Freshly returned from Paris, having dropped out of their post-graduate philosophy studies, the two young men are determined to succeed against all the odds.
Libero, a bright, hard and somewhat disillusioned young man sprung from a big, impoverished local family, takes the lead.
The devoted and slightly doltish Matthieu is easily led and happy to go with the flow.
They hire five beautiful waitresses and a suave musician and, with their offering of late drink and almost communal decadence, establish their place as the island’s chief nightlife hot spot.
Matthieu is staked in this enterprise by his grandfather, Marcel, and it is through the old man that the novel’s second thread plays out: That of an intriguing, multi-generational family saga.
Having survived the war with barely a moment of combat, by the early 50s he has settled in to a comfortable civil administration post.
Due to an overzealous brotherly arrangement, he marries a beautiful and “almost angelically stupid” 17-year-old, and they set out for his new posting in French West Africa.
There, she quickly falls pregnant, but dies from infection barely a week after giving birth to their only son, Jacques.
Marcel’s sister, already the mother of an infant daughter, Claudie, agrees to take and rear the boy, and it is between these sibling-like first cousins that a forbidden but genuine love will form, one that eventually results in a life union and the births of both Matthieu and his archaeologist sister, Aurélie.
Horrified by what he views as an incestuous relationship, Marcel can’t bring himself to vent his anger on his son, niece, or granddaughter, but finds a natural target in Matthieu and makes no effort to hide his hatred for the boy.
All but the last of the novel’s seven chapters take as their titles quoted phrases from St Augustine’s 410 AD sermon on the Fall of Rome, and they serve well as a framing device, metaphorically paralleling the various collapses within the story: The crumbling of the French empire in Africa; the shift in Corsican traditions; the collapse of relationships both familial and romantic; and, in a spectacularly shocking finale, the explosive destruction of a hedonistic idyll that the two young friends have worked so hard to create.
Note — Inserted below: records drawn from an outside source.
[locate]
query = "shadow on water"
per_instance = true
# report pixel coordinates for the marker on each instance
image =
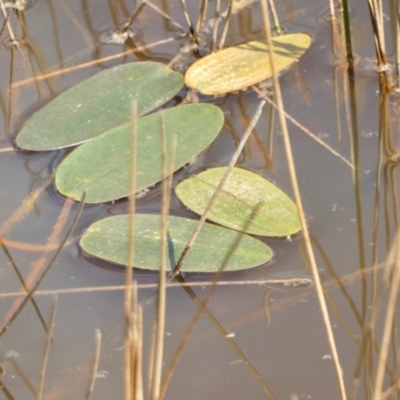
(353, 216)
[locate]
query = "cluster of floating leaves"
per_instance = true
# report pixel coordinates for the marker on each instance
(97, 114)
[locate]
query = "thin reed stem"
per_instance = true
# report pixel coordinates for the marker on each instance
(46, 270)
(202, 309)
(129, 361)
(296, 190)
(97, 350)
(392, 275)
(167, 173)
(218, 189)
(47, 349)
(226, 25)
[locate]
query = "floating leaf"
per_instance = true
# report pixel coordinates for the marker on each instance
(108, 239)
(242, 193)
(240, 66)
(99, 104)
(102, 166)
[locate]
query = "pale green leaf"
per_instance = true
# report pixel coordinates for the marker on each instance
(238, 67)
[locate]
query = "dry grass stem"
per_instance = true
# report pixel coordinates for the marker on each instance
(217, 17)
(7, 23)
(275, 17)
(46, 270)
(96, 359)
(128, 308)
(47, 349)
(297, 195)
(88, 64)
(224, 178)
(24, 285)
(391, 277)
(226, 25)
(201, 18)
(303, 128)
(186, 14)
(25, 208)
(349, 279)
(38, 265)
(202, 309)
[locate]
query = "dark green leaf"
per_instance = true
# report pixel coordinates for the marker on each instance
(108, 239)
(99, 104)
(102, 166)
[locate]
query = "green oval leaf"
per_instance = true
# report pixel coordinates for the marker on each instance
(102, 166)
(244, 65)
(99, 104)
(242, 193)
(108, 239)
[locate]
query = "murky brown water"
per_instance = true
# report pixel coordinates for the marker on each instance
(352, 216)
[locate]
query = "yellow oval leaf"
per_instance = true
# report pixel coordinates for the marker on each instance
(240, 66)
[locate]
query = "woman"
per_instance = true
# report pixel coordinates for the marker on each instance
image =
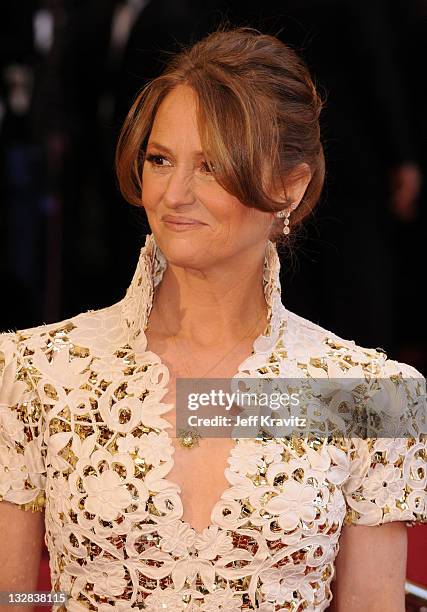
(223, 152)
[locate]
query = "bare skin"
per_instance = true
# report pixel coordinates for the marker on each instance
(21, 537)
(209, 294)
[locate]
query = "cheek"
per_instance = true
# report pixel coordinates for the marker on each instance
(150, 192)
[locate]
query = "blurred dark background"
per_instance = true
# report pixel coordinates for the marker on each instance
(69, 70)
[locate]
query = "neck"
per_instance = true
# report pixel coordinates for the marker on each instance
(211, 307)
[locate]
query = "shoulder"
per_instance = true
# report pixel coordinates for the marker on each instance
(310, 342)
(96, 331)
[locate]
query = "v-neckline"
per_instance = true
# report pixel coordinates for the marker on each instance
(137, 305)
(240, 369)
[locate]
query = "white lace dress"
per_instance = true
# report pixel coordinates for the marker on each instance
(82, 437)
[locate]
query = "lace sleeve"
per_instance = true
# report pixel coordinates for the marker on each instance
(388, 475)
(22, 451)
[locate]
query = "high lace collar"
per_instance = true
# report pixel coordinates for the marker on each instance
(138, 302)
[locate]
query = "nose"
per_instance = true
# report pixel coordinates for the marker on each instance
(179, 189)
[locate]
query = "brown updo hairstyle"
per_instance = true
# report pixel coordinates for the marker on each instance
(257, 110)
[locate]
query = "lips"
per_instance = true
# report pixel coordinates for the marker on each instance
(181, 220)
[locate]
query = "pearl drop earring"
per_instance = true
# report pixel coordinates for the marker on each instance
(284, 214)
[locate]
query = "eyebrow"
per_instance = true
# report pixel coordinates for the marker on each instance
(161, 147)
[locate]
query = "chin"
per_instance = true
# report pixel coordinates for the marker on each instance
(181, 248)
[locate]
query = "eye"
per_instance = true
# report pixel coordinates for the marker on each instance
(208, 167)
(152, 159)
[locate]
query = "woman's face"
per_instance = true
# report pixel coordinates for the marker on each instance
(177, 184)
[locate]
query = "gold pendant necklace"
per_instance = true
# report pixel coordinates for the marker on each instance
(189, 438)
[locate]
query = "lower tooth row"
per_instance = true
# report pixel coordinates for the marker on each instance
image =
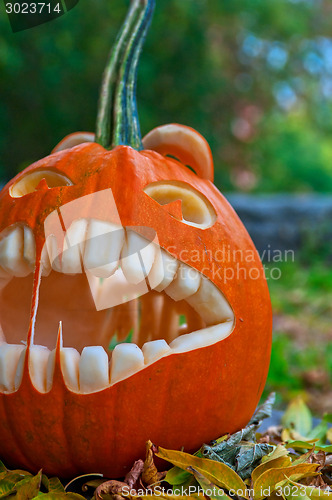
(85, 373)
(91, 371)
Jerome Ferrari’s second novel to cross into English (following the equally impressive Where I Left My Soul), The Sermon on the Fall of Rome won France’s most prestigious literary honour, the Prix Goncourt in 2012.
As with virtually all books that make the aesthetically successful leap between languages, credit must be paid to Strachan’s beautifully measured translation.
The result is a triumph of style and substance. Poignant, sensual and at times intense, it is ripe with long, languid, immaculately paced sentences, philosophical meditations, and essential questions of the heart.